Certain MPs, MPPs, and municipal politicians are known by Canadian intelligence to be paid by foreign agencies, a former senior officer for the Canadian Security Intelligence Service (CSIS) says.
Michel Juneau-Katsuya appeared before the House of Commons Committee on Access to Information, Privacy and Ethics on Aug. 9 where he said that Canadian intelligence agencies such as CSIS and the RCMP have had to closely monitor politicians known to be working for foreign entities.
“We have had to surveil parliamentarians because there are parliamentarians at all levels—whether it’s municipal, provincial, or federal—that are being paid by foreign governments and that are not necessarily acting in the interests of Canada,” said Juneau-Katsuya.
Juneau-Katsuya did not name the specific foreign governments or Canadian politicians involved but said that the issue is ongoing.
“It was [happening] beforehand and it’s still happening,” he said. “Foreign agencies try to recruit elected officials and it’s fairly easy because elected officials don’t necessarily listen to the security guidelines to protect themselves, or sometimes they may be ignorant or maybe serve their own self-interests.”
Juneau-Katsuya said he couldn’t say how many politicians have been monitored under the suspicion of working for foreign governments, nor did he name any foreign governments involved.
“What we know for sure is that we have various foreign countries who’ve succeeded in recruiting elected officials—again, municipal, provincial, or federal—and were capable to influence this way,” he said.
The federal government stated in a June 2021 response to a report by the Commons Committee on Foreign Affairs that “Chinese authorities” have been reported for “harassment and intimidation of individuals in Canada.”
“The Government has warned Chinese authorities against interference activities, raised concerns directly over attempts to intimidate Canadians from freely expressing their views, and will continue to do so,” read the statement.
Juneau-Katsuya also told the committee that certain politicians have to be monitored after they leave public office for fear that they may either start or continue working “directly against national security.”
“So there’s a certain concern when some people leave public office for what they’ve done during the public office and what they do after [leaving] public office,” he said.
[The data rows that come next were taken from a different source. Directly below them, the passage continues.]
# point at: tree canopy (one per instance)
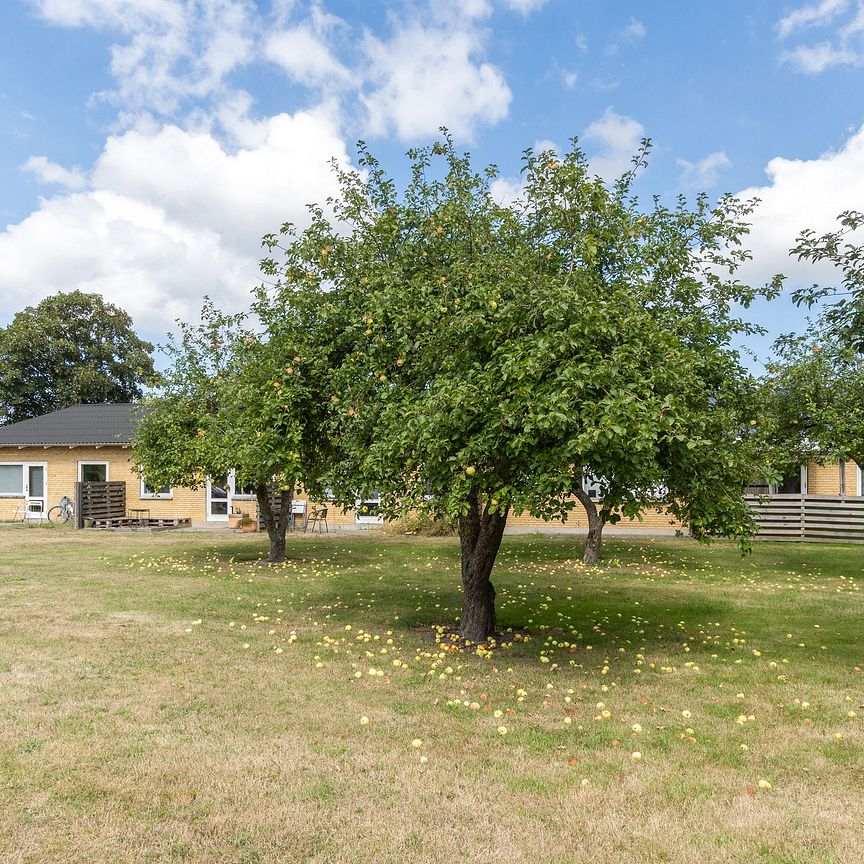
(235, 399)
(486, 357)
(68, 349)
(813, 402)
(842, 305)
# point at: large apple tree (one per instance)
(487, 357)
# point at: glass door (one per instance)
(34, 492)
(218, 495)
(369, 509)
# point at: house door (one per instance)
(34, 492)
(218, 498)
(369, 509)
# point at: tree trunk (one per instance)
(276, 525)
(480, 534)
(594, 541)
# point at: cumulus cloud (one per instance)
(635, 31)
(426, 76)
(526, 7)
(305, 57)
(156, 241)
(49, 172)
(174, 50)
(803, 193)
(175, 204)
(817, 14)
(613, 140)
(843, 47)
(705, 173)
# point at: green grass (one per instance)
(166, 698)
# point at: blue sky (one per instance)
(146, 145)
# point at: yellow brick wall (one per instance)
(825, 479)
(651, 518)
(62, 472)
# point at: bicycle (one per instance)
(61, 513)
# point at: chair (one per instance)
(317, 516)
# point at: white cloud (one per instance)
(50, 172)
(505, 190)
(802, 193)
(175, 204)
(613, 140)
(817, 14)
(635, 31)
(705, 173)
(817, 58)
(843, 47)
(526, 7)
(131, 253)
(430, 76)
(174, 50)
(305, 57)
(156, 240)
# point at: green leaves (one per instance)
(71, 348)
(571, 332)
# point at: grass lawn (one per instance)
(164, 698)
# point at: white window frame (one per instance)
(772, 490)
(83, 462)
(20, 494)
(232, 482)
(154, 496)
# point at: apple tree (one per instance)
(234, 399)
(487, 357)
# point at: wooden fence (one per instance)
(818, 518)
(99, 501)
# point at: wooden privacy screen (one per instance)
(825, 518)
(104, 500)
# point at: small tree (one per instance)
(68, 349)
(233, 400)
(485, 358)
(842, 318)
(813, 403)
(813, 392)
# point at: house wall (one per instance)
(62, 473)
(825, 479)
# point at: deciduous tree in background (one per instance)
(68, 349)
(813, 392)
(485, 357)
(813, 402)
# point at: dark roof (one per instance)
(80, 424)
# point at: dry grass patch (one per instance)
(163, 700)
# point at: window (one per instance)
(242, 489)
(93, 472)
(148, 491)
(12, 480)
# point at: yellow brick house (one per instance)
(42, 458)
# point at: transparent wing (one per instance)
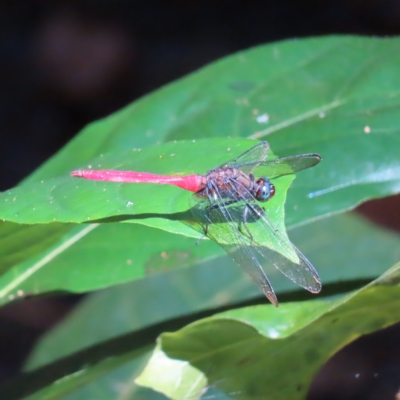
(300, 272)
(250, 159)
(221, 224)
(287, 165)
(227, 229)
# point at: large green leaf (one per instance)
(259, 351)
(338, 96)
(243, 351)
(129, 308)
(335, 95)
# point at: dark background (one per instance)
(64, 65)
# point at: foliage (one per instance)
(336, 96)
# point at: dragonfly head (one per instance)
(264, 190)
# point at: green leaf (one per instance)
(333, 95)
(140, 304)
(246, 351)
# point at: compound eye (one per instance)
(265, 189)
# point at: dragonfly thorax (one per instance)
(234, 184)
(265, 189)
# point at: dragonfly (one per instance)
(226, 206)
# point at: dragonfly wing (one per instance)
(250, 159)
(288, 165)
(300, 271)
(221, 222)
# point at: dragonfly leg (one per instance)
(244, 223)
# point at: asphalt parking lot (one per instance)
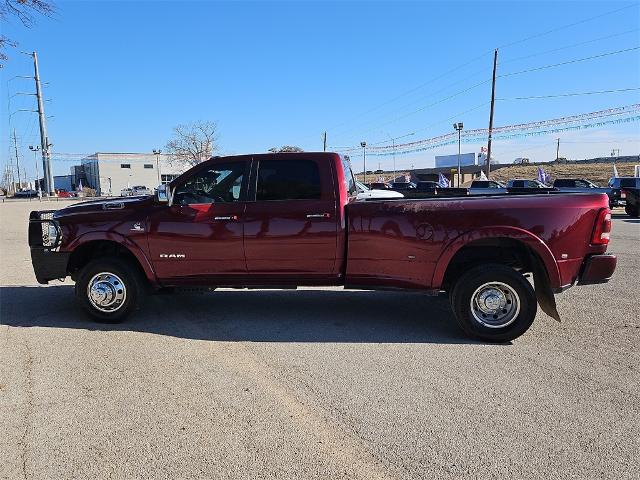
(319, 383)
Bloc Quebecois MP René Villemure said that he was “disturbed by the revelation that elected officials could be recruited by foreigners” while Conservative MP James Bezan said he was “dumbfounded” by the news.
Although there is no current law requiring that elected officials make public their work for foreign agencies, Bill S-237, which is awaiting approval by the Senate, will obligate “individuals acting on behalf of a foreign principal” to declare their related actions and will increase the legal penalties for those found guilty of acting on behalf of foreign governments.